Given a society in which the proportion of the elderly is on the increase, physicians and physiotherapists are focussing an increasing share of their attention on back pain and osteoporosis. Various exercises programs are available for patients with osteoporosis. Their efficacy as regards improving of bone density and reducing the risk of falls has been proven [
8,
13]. Conclusions drawn by the Cochrane Collaboration refer - among other aspects - to the improvement of vertebral bone density in postmenopausal women by means of aerobic exercises, weight-bearing exercises, and resistance exercises [
8]. Our data concerning sling exercises for osteoporosis patients revealed a significant reduction in the perception of pain, a significant increase in physical performance, and a significant sensation of "feeling more healthy" among our patients. Especially worthy of mention is the enduring effect of this type of exercise on "feeling healthy" and pain relief. The effect persisted during the 3-month control period after completion of the training program. We have found no studies in the published literature reporting the results of sling exercises in patients with osteoporosis. The so-called conventional physiotherapy regimen used in our second group failed to achieve similar effects.
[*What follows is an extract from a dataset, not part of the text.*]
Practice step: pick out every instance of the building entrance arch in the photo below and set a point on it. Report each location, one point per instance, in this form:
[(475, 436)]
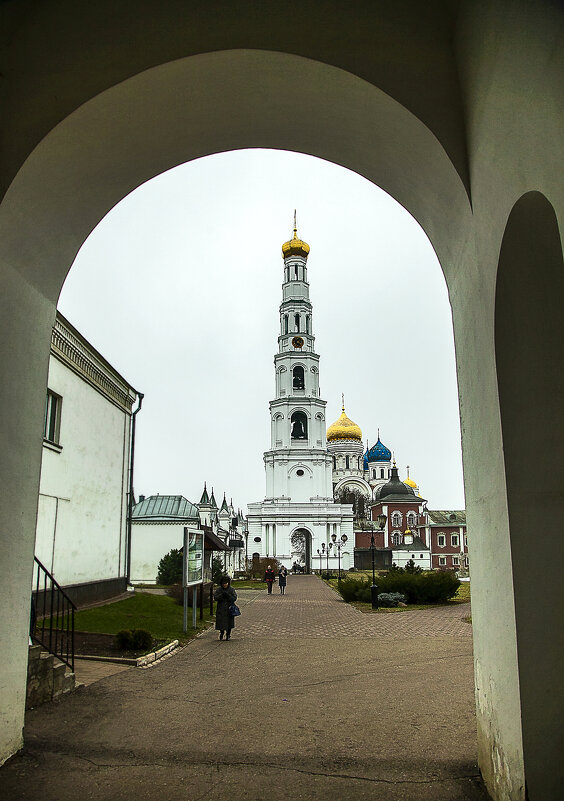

The relatively mild symptoms (50) experienced by our patients despite having undergone fractures is not easily explained (Table
3). Bianchi et al. [
22] investigated 100 postmenopausal patients with osteoporosis, aged 50 to 85 years, in respect of quality of life and depression. The results of the study showed that osteoporosis exerted a negative impact on the psyche and quality of life of the patients. The group that experienced fractures fared the worst. One explanation for the results achieved in our study might have been the fact that 88% of our patients performed regular sports twice a week. Furthermore, our patients went for a walk at least once daily. Accordingly, the initial score for the domain
physical function was rather low - which is indicative of a high degree of mobility in activities of daily living and household chores. This is contrasted by the relatively high level of pain before the start of the intervention. This was not significantly different in the sling exercises group (Table
3). Thus, patients benefited most in the domains of
pain und physical function. The effect of training in this domain was perceptible even three months after completion of the program. One explanation could be the plasticity of the human neuromuscular system, which is forced to adapt consistently to new environmental conditions. In our case the unstable slings fulfill this "new" requirement. The degree of elasticity is such that the person doing the exercises is exposed to a number of stimuli. In other words, he/she has a very small supportive surface and has to regulate and control motions very rapidly and with full concentration. The deep muscles of the spine that lie close to the joints (musculus multifidus, musculus transversus abdominis, pelvic floor muscles and the diaphragm) need to be activated. This is very significant for stabilization of the lumbar spine and pain relief in this region [
17,
23‐
25]. Local stabilizers appear to be atrophied in the presence of pain, and cannot be regulated or controlled properly [
25‐
29]. This causes instability in the respective segments of the spine. In the absence of exercise stimuli, the deep muscles are only regulated in a phasic manner. As a result an individual may lose his/her sensitivity to correct posture [
26,
27]. This explanatory approach has been established in the treatment of patients with back pain and the rehabilitation of sportsmen. Obviously, this fact cannot be immediately transferred to the treatment of patients with osteoporosis. However, the results of a study performed by Hongo et al. [
30] show that even exercises of mild intensity may improve the strength of spinal muscles and thus exert a positive effect on quality of life in patients with osteoporosis. Circuit training as performed in Bergland et al.'s [
9] study proved to be much more intensive. The authors had women with osteoporosis aged 60 to 84 years perform the training program for three months, twice a week, one hour per session, under the supervision of a physiotherapist. Based on their data Bergland et al. conclude that circuit training may exert a positive impact on mobility and quality of life. In other words, the regularity of exercise is a major factor. In order to design intensive exercises and provide individual care for patients with osteoporosis, it appears meaningful to limit the size of the group to a maximum of five persons. Immediate feedback from physiotherapists ensured that the patients were motivated, that they performed the exercises correctly (i.e. with no error), and this also increased the intensity of training. In sling exercises, the diversity of experience obtained in performing motions with the sling appears to exert a sustained effect on the sensomotor system of osteoporosis patients. Activities of daily living become easier when patients experience less pain. Improvement of sensomotor abilities appears to exert a positive impact on quality of life. Schwesig et al. [
14] performed sensomotor exercises with the Aero-Step in 20 healthy elderly persons and 27 patients with osteoporosis aged on average 66.6 years. After conclusion of the training program the authors observed improvements in sensomotor performance and general wellbeing. How the authors registered the gain in quality of life is not clearly discernible from this report.
Our study demonstrated a positive effect of sling exercises on pain, physical fitness and general body perception. Thus, sling exercises appear to be a favorable alternative to conventional physiotherapeutic procedures.